One of the hot-button issues confronting Encinitas is the influx of homeless people who come here from other cities.

The unintended consequences of voting for a “regional safe parking lot” just happened to coincide with a stream of people who have migrated here by car, rail and bus.

What was intended primarily for displaced Encinitas residents quickly became a haven for out-of-town transients.

Encinitas is viewed as “homeless friendly” and providing hotel vouchers to this out-of-town population has resulted in higher crime, more drugs, homeless encampments, etc.

The inability of the “system” to process unwilling recipients of services belies the wisdom of this so-called “compassion” by creating a magnet (offering more services) to our town, bringing yet more unvetted people to our city.

With personal documented cases on my Facebook page, “Encinitas Homeless Encounters,” I saw firsthand the gaps in a broken system.

One of the gaps presented itself when a decades-long Encinitas resident found herself pregnant and struggling with an open domestic violence case against her partner and was denied both safe parking access as well as temporary or permanent housing assistance.

That is until myself and others raised her profile via social media and reports to Community Resource Center (CRC) and Encinitas City Council, at which time a room in a shelter magically became available the same day!

Another gap-revealing situation involved a man living in the open at Moonlight Beach for almost two years after rejecting an offer for housing in Carlsbad, which is a perversion of Martin vs. Boise, a controversial decision by the 9th U.S. Circuit Court of Appeals that a cowardly Supreme Court has refused to hear.

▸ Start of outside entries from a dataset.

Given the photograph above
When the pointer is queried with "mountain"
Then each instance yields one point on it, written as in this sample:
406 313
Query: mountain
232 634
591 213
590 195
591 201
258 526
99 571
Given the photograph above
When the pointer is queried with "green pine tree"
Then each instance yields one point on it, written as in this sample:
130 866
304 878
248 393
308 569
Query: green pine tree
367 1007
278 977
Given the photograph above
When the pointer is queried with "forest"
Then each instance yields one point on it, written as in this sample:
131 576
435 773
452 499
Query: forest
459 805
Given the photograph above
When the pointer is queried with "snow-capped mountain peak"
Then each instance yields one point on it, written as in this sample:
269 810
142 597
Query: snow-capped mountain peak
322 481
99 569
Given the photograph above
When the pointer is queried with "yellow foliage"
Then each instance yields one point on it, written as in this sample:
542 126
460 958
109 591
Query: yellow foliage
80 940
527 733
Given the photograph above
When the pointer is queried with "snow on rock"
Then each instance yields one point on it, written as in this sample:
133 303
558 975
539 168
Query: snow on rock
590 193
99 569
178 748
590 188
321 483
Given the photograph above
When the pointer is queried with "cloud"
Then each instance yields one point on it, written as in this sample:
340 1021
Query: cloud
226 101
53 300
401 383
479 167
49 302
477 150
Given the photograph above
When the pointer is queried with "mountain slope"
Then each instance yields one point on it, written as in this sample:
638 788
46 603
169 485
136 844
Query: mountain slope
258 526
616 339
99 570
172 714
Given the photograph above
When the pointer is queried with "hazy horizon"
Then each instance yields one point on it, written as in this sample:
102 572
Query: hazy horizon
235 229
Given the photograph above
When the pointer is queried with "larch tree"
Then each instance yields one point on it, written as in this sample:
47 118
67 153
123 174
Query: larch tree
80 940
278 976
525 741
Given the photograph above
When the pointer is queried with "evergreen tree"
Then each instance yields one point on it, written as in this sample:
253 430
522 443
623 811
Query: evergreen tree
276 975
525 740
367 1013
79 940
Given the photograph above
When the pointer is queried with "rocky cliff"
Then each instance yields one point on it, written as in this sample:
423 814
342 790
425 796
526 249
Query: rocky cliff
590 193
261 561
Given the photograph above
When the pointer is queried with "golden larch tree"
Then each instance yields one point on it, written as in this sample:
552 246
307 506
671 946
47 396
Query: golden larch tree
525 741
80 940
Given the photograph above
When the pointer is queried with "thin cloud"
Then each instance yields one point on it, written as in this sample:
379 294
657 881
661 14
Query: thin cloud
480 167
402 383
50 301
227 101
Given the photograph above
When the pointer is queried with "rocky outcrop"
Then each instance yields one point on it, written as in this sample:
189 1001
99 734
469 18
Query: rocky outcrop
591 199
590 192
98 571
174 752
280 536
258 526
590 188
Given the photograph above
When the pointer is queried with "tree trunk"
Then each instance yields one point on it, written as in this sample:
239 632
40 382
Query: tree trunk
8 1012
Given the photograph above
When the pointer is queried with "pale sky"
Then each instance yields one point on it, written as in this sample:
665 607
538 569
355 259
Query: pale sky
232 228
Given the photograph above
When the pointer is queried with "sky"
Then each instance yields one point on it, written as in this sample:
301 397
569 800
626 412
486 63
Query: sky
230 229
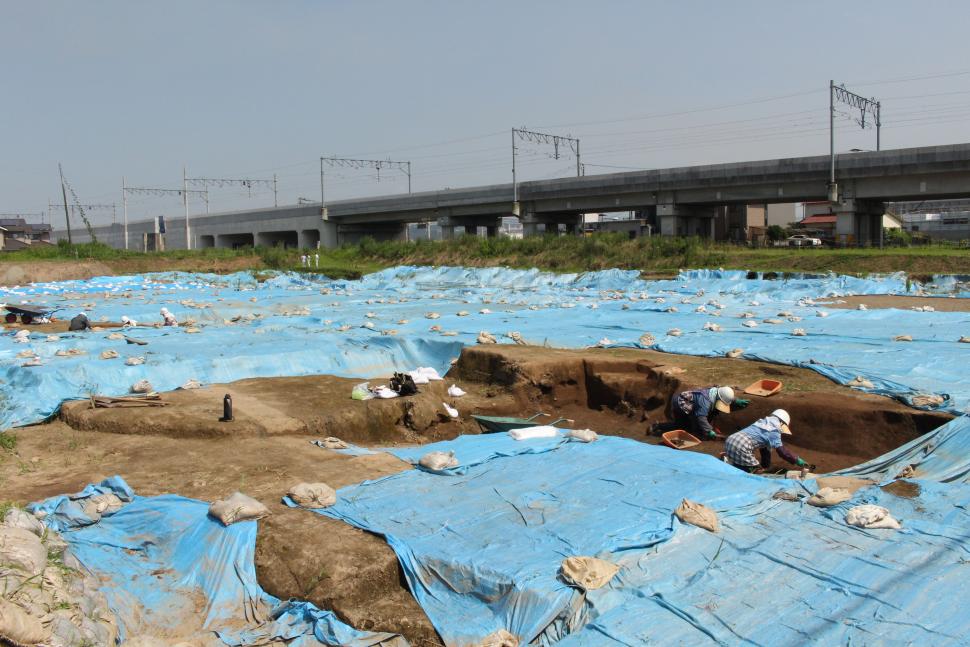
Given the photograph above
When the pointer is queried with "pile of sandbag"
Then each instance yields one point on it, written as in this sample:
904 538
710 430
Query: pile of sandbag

The Sheriff’s Department claims they can’t do anything as long as the subject can answer some basic questions, including their name, date and current location. The attending deputy must determine whether the individual poses a threat to themselves or others or is severely handicapped.

A local sheriff’s deputy told me, “It’s not against the law to be crazy,” regarding a clearly mentally ill and drug-addicted woman making camp just feet from the train tracks in Leucadia.

The deputy indicated he was concerned about being sued and ruining his career. When I asked him about enforcing vagrancy and loitering laws, he said something about our changing culture being a new normal and concern!

Add to that a county social worker for the city’s HOPE (Homeless Outreach Program for Empowerment) program believing that it’s law enforcement’s job to make a mental competency determination, and relying on an officer’s or his own well-meaning persuasion skills as the key for homeless individuals to accept services.

Ironic and sad that neither of these professional civil servants seem to be aware of the protocol around “altered neurologic function” utilized by emergency responders (fire, paramedics), who also seem to be timid in exercising a mandated trip to a medical facility for blood and urine tests.

Oftentimes, a homeless person’s lack of prescription medicine may be the key to keep them functioning.

HOPE and the Sheriff’s Department seem to be passing the buck. And emergency responders appear apprehensive by not using tools to get these people help and off our streets. The situation is unfortunate and seems like a breach of these public servants’ fiduciary responsibilities.

There is nothing compassionate about leaving an obviously mentally ill, drug-addicted person to slowly die on the streets or live in squalor in the bush while environmental and health laws are violated along with degrading the community character.

It’s time our lawmakers make new laws or at least use the tools at their disposal. This is what good governance and fulfilling their fiduciary responsibility to residents is about.